Reflexões de fim de Copa - nada poético

Neste momento, meu lado melancólico fala mais alto.
Memorial da América Latina: nossa melhor representação.
Tivemos um grande evento futebolístico? Sim, com toda certeza. Pela televisão, claro, pra esmagadora maioria dos brasileiros, inclusive dos que moram nas cidades sede. Até o polêmico Maradona elogiou o Brasil pela organização da Copa. Parabéns, Dilma, Alckmin, Paes e cambada, vocês mostraram ao mundo como se varre a sujeira pra debaixo do tapete sem perder a simpatia. Se aproveitaram da nossa paixão por futebol pra despejar violentamente e prender arbitrariamente – aliás, faltando menos de um mês pra Copa, Goiânia serviu de laboratório pro que está acontecendo hoje no Rio de Janeiro – e ainda com o aval de boa parte da população, preocupada apenas com a “imagem do Brasil lá fora”.
Agora, com o fim da Copa e o “sucesso da imagem do Brasil” pros estrangeiros – afora o vexame da seleção em campo, e ainda por dois jogos –,  muita gente vai torcer pelos alemães porque eles foram gente boa, porque amaram o Brasil, porque Podolski assiste novela, porque fizeram seu segundo uniforme especialmente em homenagem ao Flamengo, gigante clube brasileiro. Pelo jeito, é mesmo a imagem que fala mais alto por aqui. Os argentinos, por outro lado, não fizeram hotel, não fizeram uniforme (Pausa para a zoeira: mesmo porque, o deles já se parece bastante com o do tradicional Paysandu, de Belém do Pará), não saíram por aí elogiando o povo e o país a torto e a direito, e Messi permaneceu discreto como sempre foi. Tudo isso, é claro, ajudado pela falta de cobertura da mídia sobre los hermanos. Vieram, treinaram e jogaram, como se faz em todas as Copas, como, inclusive, os brasileiros e alemães também sempre fizeram.
Não estou questionando as reais intensões dos simpáticos germânicos, mesmo porque acredito que elas não são questionáveis. Fico, sim, me perguntando, por que tanto ódio dos argentinos se não a saudável rivalidade do futebol? A cada vez que se fala da simpatia dos alemães, subentende-se que os argentinos não o são. Todos aqueles que eu conheço que já foram à Argentina não relatam nenhum tipo de ódio generalizado a nós. Preconceito? Sim, existe e muito! De todos? Não. Popularmente, somos para eles os “macaquitos”. Mas, popularmente, dentro de nosso próprio país também o somos para boa parte da população, cujo racismo está institucionalizado por trás da falácia da “democracia racial”. Tão enraizado que foi, justamente, a população negra a mais atingida pela violência da Copa pelos despejos. Tão enraizada que não se via negros nas arquibancadas de classe média alta em nenhuma das cidades sede. Me parece, isso sim, que todo esse amor repentino pelos alemães apenas enterra ainda mais tudo o que somos de verdade, pra muito além da alegria, do ufanismo e do “jeitinho brasileiro”.
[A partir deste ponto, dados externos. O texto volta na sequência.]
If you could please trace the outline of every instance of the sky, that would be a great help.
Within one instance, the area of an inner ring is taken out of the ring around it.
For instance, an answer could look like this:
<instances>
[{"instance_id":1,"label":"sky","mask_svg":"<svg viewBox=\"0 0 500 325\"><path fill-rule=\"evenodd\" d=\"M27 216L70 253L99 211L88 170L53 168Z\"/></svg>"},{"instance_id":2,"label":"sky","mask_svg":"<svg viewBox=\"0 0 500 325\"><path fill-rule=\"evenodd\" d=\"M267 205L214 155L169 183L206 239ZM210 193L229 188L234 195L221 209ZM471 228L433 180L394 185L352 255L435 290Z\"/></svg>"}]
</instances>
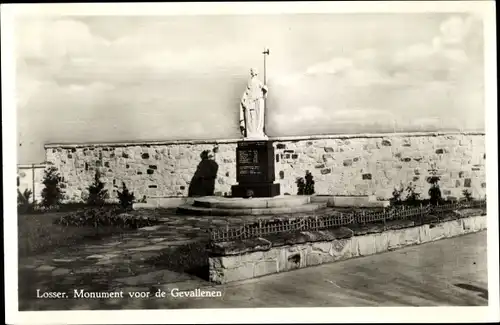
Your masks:
<instances>
[{"instance_id":1,"label":"sky","mask_svg":"<svg viewBox=\"0 0 500 325\"><path fill-rule=\"evenodd\" d=\"M269 136L484 130L482 21L463 13L32 16L15 41L18 163L238 138L265 48Z\"/></svg>"}]
</instances>

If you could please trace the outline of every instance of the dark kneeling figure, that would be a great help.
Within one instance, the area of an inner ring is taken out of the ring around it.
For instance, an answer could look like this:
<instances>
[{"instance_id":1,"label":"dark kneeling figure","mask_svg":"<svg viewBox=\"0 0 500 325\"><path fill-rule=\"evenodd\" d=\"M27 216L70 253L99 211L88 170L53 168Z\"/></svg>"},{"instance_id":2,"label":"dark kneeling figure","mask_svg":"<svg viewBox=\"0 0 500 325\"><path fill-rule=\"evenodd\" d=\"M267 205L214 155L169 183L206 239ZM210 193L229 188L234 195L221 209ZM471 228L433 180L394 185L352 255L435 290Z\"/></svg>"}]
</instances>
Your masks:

Minha torcida pela Argentina é pelo Messi, grande jogador, e pela tradição do seu futebol, que mesmo não tendo sido brilhante nessa Copa, conseguiu cumprir a sua tarefa e retribuir aos seus torcedores o carinho dado. Mas é também uma melancólica tentativa de selar a paz entre irmãos sem jogar para debaixo do tapete as mazelas daqui.